Limit[x^0.5 ((x + 4)^0.5 - x^0.5), x -> ∞]
1. does not exist
2. exists and is equal to 0
3. exists and is equal to 1/2
4. exists and is equal to 2
(The answer is given as D. But how to proove it? )

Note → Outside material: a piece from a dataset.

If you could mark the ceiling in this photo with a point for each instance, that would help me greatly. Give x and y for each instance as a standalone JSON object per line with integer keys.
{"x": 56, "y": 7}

With simple manipulations you obtain...
$\displaystyle \sqrt{x} \cdot (\sqrt{x+4}-\sqrt{x})= \sqrt{x} \cdot (\sqrt{x+4}-\sqrt{x}) \cdot \frac{\sqrt{x+4}+\sqrt{x}}{\sqrt{x+4}+\sqrt{x}} = $
$\displaystyle = \frac{4\cdot \sqrt{x}}{\sqrt{x+4}+\sqrt{x}}= \frac{4}{1+\sqrt{\frac{x+4}{x}}}$
But...
$\displaystyle \lim_{x \rightarrow \infty} \sqrt{\frac{x+4}{x}}=1$
... so that...
$\displaystyle \lim_{x \rightarrow \infty} \sqrt{x} \cdot (\sqrt{x+4}-\sqrt{x})= 2$
Kind regards
$\displaystyle \chi$ $\displaystyle \sigma$